I have seen and read the poem “Footprints in the Sand” numerous times. But I can say, this week, I finally understood what the author was trying to convey. It was a week ago today that my daddy went to walk the streets of gold with Jesus. While daddy left great footprints here on this earth, the sadness, pain, and tears following his departure have left me numb.
A numbness unfamiliar to me. A emptiness that paralyzes.
For some reason I remembered this poem and the comfort it has brought has been tremendous. While I don’t feel connected to Jesus, while I can’t sense His presence, and while I long to know He is there I was reminded through these words that He is.

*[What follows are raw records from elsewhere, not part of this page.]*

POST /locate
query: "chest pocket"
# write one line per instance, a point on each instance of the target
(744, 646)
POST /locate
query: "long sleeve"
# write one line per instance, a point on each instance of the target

“I don’t understand why in times when I needed you most,you should leave me.” The Lord replied, “My precious, precious child, I love you and I would never, never leave you during your times of trial and suffering. When you saw only one set of footprints, it was then that I carried you.”…Mary Stevenson
Kim @ Stuff could... says
I am so sorry for your loss. You expressed the footprints thought so well
Alene says
Kim, thanks girl! Such a comforting poem when we look at the TRUTH of it. Always great to hear from you! Blessings
Leah @ Point Ministries says
Oh my friend, I so remember that numbness. You just cannot believe they are gone. You pick up the phone to call them and then remember….. You think, I need to talk to Daddy and then remember….. Time does heal, my friend, but you never stop missing your Daddy. I love you.